En décembre dernier, le Tribunal de Premier Instance de la CEJ a jugé que c’était illégal, parce que l’on n’avait jamais donné à l’OMPI une preuve de son soutien au terrorisme. Mais en janvier, dans une infraction sans précédent de la loi européenne, le Conseil européen s’est accordé avec la Grande-Bretagne pour que le jugement de la CEJ soit ignoré (une décision personnellement défendue par Tony Blair dans une lettre que j’ai vue, datée du 19 mars).

Dans un hochement de tête cynique à la CEJ, le Conseil, en mars, a envoyé à l’OMPI seize documents censé justifier ses actions. Cela s’est avéré être un "dossier douteux " d’auto dérision, comprenant un vieil article de dix ans de Time Magazine et des articles tirés de sites Web non identifiés, qui ne contiennent pas une parcelle de preuve comme quoi l’OMPI se serait engagé dans le terrorisme. En fait, le dossier a violé une autre loi de l’UE, car il est légalement tenu de contenir une preuve actuelle, alors qu’aucun de ses documents ne mentionne d’événements postérieurs à 2001.

On peut mesurer la force de l’affaire de l’OMPI dans le soutien qu’il a gagné auprès de centaines de politiciens à travers l’UE, qui appellent à un retournement de la décision du Conseil.
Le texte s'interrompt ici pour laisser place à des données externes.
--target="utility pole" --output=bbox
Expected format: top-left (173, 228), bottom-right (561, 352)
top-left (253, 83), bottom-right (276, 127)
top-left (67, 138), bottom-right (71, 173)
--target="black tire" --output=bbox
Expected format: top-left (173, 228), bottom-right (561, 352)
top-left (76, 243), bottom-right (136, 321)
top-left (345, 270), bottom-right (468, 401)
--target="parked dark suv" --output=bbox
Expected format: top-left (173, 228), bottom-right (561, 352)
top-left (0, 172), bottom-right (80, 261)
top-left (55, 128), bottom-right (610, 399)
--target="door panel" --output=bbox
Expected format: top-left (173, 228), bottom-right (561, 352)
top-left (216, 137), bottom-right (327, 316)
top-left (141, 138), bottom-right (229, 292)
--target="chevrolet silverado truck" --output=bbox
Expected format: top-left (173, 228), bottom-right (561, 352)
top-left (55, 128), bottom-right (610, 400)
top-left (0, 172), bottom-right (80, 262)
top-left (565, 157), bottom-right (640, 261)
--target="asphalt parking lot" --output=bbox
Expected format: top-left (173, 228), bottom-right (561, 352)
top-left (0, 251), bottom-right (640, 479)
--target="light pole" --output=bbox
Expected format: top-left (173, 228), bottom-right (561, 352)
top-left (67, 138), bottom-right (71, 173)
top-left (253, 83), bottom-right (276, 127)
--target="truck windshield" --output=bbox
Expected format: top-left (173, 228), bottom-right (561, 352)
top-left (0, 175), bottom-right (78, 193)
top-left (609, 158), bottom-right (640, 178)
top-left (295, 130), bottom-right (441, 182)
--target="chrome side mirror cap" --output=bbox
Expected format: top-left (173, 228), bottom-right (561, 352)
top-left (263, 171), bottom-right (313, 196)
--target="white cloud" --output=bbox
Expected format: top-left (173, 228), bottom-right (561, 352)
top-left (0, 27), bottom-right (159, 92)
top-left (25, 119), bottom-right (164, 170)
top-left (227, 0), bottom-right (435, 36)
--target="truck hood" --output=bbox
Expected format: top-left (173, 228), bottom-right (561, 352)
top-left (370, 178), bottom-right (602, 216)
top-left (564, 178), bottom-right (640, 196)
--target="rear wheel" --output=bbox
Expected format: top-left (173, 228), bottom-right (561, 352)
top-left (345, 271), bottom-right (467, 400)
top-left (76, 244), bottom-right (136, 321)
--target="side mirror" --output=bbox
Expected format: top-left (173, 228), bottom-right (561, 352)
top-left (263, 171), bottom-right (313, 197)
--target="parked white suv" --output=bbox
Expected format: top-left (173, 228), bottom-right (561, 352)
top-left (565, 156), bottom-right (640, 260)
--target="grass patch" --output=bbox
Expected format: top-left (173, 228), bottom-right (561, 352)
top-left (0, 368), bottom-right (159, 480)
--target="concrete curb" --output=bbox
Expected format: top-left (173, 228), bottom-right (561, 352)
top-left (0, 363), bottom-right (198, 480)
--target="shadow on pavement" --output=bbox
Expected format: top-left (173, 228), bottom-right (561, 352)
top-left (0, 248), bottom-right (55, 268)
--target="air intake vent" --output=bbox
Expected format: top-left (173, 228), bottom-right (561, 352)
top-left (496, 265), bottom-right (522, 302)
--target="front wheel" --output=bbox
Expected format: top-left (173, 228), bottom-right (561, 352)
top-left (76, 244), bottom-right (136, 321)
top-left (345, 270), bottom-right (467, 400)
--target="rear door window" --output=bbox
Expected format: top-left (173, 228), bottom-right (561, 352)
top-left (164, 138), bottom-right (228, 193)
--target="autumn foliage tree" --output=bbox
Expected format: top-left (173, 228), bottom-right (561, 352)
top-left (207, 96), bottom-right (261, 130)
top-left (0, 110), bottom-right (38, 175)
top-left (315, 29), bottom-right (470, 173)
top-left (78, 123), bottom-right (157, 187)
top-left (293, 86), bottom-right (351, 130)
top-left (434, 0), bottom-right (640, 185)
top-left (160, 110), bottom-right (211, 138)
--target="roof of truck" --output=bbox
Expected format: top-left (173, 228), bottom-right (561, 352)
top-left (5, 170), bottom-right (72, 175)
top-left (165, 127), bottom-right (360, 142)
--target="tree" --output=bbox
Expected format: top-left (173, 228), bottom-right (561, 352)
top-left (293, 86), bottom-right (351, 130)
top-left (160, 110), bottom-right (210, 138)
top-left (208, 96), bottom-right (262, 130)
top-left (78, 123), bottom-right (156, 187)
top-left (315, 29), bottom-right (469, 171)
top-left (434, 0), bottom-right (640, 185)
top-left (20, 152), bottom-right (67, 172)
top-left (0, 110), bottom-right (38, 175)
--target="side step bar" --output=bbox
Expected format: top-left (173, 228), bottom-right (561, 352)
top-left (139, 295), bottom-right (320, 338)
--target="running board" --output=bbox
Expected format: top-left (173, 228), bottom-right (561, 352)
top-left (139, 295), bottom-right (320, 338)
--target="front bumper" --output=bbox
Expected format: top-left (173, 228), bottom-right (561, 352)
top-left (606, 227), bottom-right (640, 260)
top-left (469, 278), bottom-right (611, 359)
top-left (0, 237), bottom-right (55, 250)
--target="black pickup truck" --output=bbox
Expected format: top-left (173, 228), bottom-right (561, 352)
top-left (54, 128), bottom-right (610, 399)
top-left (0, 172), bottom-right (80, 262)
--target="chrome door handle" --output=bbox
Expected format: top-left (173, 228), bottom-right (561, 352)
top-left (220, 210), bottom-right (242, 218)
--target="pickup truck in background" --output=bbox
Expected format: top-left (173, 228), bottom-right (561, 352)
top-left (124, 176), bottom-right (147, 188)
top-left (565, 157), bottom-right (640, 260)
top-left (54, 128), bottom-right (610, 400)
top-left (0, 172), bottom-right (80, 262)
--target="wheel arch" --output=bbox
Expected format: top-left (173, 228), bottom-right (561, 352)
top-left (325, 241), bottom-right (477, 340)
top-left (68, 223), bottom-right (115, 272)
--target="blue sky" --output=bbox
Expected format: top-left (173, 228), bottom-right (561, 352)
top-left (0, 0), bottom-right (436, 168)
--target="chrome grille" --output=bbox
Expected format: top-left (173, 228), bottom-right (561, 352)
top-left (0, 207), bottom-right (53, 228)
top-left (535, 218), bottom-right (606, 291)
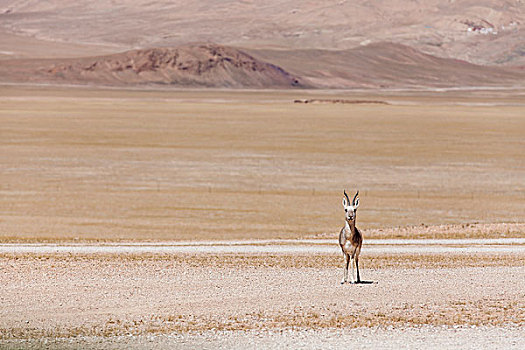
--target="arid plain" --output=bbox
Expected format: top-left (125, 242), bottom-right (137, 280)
top-left (0, 85), bottom-right (525, 348)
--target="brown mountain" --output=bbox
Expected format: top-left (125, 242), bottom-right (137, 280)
top-left (0, 44), bottom-right (302, 88)
top-left (0, 0), bottom-right (525, 66)
top-left (249, 43), bottom-right (525, 88)
top-left (0, 43), bottom-right (525, 89)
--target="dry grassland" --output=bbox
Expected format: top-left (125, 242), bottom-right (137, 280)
top-left (0, 86), bottom-right (525, 241)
On y dénombre plus de 200 eurodéputés et députés nationaux de divers parlements et 405 membres de plusieurs partis des deux Chambres de notre propre parlement. Trente-cinq d’entre eux, y compris un ancien ministre de l’Intérieur, Lord Waddington, ont appelé la justice à siéger dans un mois pour que l’OMPI soit rayée de la liste britannique des organisations terroristes proscrites.
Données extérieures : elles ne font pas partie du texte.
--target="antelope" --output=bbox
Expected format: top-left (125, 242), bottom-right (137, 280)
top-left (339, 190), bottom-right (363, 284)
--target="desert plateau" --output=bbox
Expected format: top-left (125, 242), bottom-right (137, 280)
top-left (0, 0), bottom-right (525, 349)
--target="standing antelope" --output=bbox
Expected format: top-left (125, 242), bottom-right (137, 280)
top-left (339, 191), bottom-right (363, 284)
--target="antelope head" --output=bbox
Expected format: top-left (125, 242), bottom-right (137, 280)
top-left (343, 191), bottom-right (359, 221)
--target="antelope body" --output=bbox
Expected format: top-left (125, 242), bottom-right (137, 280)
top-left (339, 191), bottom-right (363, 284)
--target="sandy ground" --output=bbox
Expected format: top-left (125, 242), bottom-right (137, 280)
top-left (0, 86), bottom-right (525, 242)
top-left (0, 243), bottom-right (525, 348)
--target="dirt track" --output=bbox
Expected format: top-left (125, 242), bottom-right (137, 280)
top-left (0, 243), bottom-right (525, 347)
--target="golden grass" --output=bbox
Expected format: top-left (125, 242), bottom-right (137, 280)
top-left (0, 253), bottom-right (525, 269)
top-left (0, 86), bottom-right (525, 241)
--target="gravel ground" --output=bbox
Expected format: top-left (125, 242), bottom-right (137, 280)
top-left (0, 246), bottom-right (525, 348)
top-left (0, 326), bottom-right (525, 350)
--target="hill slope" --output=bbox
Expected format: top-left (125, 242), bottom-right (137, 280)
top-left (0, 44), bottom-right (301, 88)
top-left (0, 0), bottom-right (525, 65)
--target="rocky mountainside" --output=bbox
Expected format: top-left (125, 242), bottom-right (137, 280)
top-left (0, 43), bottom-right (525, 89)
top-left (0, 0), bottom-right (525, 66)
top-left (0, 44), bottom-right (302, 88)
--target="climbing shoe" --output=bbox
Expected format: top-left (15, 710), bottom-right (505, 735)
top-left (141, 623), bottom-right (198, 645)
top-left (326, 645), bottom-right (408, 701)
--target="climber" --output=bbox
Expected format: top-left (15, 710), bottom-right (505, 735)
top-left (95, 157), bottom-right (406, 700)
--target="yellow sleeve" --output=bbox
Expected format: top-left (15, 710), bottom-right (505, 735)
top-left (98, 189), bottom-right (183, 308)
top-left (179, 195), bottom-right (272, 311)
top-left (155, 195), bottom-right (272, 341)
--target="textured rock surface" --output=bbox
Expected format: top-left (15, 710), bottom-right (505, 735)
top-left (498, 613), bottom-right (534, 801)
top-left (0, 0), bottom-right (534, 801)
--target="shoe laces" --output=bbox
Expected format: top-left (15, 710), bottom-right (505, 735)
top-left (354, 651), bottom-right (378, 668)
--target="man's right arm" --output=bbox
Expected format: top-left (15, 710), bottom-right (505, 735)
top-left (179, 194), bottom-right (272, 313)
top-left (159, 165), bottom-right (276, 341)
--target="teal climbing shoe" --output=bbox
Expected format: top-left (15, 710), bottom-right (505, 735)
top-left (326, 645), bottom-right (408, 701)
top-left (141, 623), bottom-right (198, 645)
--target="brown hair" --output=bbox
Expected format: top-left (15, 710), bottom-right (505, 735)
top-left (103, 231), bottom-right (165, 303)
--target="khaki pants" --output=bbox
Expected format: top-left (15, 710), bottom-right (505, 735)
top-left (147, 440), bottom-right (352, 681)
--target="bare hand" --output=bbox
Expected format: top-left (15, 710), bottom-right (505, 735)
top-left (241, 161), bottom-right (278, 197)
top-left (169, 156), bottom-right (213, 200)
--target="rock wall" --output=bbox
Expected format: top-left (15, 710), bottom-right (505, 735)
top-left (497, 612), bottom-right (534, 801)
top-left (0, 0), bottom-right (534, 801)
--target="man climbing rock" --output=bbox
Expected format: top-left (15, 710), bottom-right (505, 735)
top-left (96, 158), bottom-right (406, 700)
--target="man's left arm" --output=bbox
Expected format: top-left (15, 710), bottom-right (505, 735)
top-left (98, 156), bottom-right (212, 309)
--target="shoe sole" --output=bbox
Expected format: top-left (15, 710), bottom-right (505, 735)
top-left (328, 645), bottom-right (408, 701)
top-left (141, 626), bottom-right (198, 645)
Ce qui rend cette histoire véritablement scandaleuse, cependant, c’est que notre gouvernement a mené cette tentative de complaisance avec un régime jouant un rôle central dans le terrorisme qui s’étend partout au Moyen-Orient. Une caricature de Garland dans le Daily Telegraph de vendredi montrait l’Iran comme un crabe, entourant l’Etat d’Israël de ses deux pinces étiquetées "Hezbollah" et "Hamas". Les pinces pourraient également être étiquetées "Irak" et "Afghanistan", puisqu’il est maintenant clair que Téhéran est la source de beaucoup de troubles et de la plupart des armes qui réduisent aussi ces pays au chaos.

Comme les partisans Occidentaux de l’OMPI le soulignent, le seul espoir de paix dans la région c’est que le gouvernement terroriste en Iran soit remplacé par un régime dédié à la démocratie et à la paix; et cela ne peut se faire de manière réaliste que par le CNRI et l’OMPI. Au lieu de travailler avec ceux qui devraient être nos alliés, nous faisons tout ce que nous pouvons pour les supprimer, sur l’ordre de ces voyous fanatiques dont les armes sont quotidiennement utilisées pour tuer nos propres troupes. Dans tout le "legs" de M. Blair, il est difficile de penser à une politique plus bizarre ou plus honteuse.